Stephanie Lambring -- Hypocrite
Stephanie Lambring is the best songwriter you don’t know about. Lambring is an uncompromising lyricist, and she kneecaps us immediately with “Cover Girl,” a biting indictment of the beauty standards she was expected to upload when she first got to Nashville. It wasn’t until her stunning album Autonomy that Lambring took the reigns of her own life in hand and proved to the execs that there was more to her than a crystalline voice and sharp pen. (She gets into that on the sassy “Two-Faced.”)
Hypocrite exams its theme from a variety of angles. “Good Mother” addresses Lambring’s internal conflicts about motherhood, while “Purity Ring” is a pounding rocker that addresses the damage done by patriarchal condemnations of sexuality.

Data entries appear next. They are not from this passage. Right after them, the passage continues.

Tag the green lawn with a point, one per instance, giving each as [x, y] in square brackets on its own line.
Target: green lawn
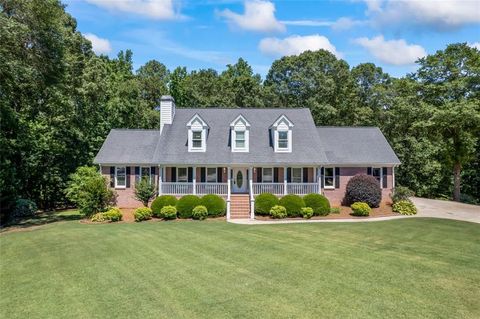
[408, 268]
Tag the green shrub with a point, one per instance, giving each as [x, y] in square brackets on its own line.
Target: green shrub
[113, 214]
[335, 210]
[215, 205]
[360, 209]
[293, 204]
[162, 201]
[278, 212]
[264, 203]
[186, 204]
[24, 208]
[404, 207]
[200, 212]
[142, 213]
[319, 204]
[168, 212]
[401, 193]
[363, 188]
[307, 212]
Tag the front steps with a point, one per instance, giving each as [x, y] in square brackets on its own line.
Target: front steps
[239, 206]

Lambring hits upon her country roots with “Jasper,” a memorial to a small-town loner whom nobody got to know. The song stands out because it weaponizes country’s primary tropes of nostalgia and small-town values while painting a portrait of what happens to outsiders in these supposedly tight-knit communities.

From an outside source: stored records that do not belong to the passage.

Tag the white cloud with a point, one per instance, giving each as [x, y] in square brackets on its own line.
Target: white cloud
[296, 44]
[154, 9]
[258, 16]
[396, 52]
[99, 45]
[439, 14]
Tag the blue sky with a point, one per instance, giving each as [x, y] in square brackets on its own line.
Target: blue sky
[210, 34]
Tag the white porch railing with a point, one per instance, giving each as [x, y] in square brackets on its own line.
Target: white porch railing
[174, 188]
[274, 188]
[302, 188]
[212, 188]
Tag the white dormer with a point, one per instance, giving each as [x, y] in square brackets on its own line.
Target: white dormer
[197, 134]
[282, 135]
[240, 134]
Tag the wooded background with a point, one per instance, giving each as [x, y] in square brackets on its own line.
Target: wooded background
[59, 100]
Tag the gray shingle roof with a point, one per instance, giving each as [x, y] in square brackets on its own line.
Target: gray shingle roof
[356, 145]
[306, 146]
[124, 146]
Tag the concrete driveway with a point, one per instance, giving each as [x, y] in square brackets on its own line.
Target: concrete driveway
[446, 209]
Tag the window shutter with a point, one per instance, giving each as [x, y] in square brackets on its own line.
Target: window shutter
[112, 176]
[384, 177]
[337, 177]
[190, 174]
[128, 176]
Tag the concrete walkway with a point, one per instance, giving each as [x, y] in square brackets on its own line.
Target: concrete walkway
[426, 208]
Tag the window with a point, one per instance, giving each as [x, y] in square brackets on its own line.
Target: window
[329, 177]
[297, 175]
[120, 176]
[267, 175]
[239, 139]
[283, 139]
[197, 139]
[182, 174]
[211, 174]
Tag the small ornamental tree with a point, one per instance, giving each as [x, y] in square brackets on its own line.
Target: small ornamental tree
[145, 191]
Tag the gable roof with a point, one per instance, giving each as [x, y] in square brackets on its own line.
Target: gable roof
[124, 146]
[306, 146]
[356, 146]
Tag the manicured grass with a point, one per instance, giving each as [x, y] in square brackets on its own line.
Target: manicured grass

Lambring doesn’t spare criticism for herself, as the cutting “Mirror” shows. This album is a tour de force of the lies we tell ourselves, and Lambring puts them directly in front of our noses. Lamrbing isn’t so much judgment-free as she is reminding us that we should not be the ones casting the first stone, or even the second. Hypocrite isn’t for the faint of heart. When they said “three chords in the truth,” they weren’t prepared for Lambring.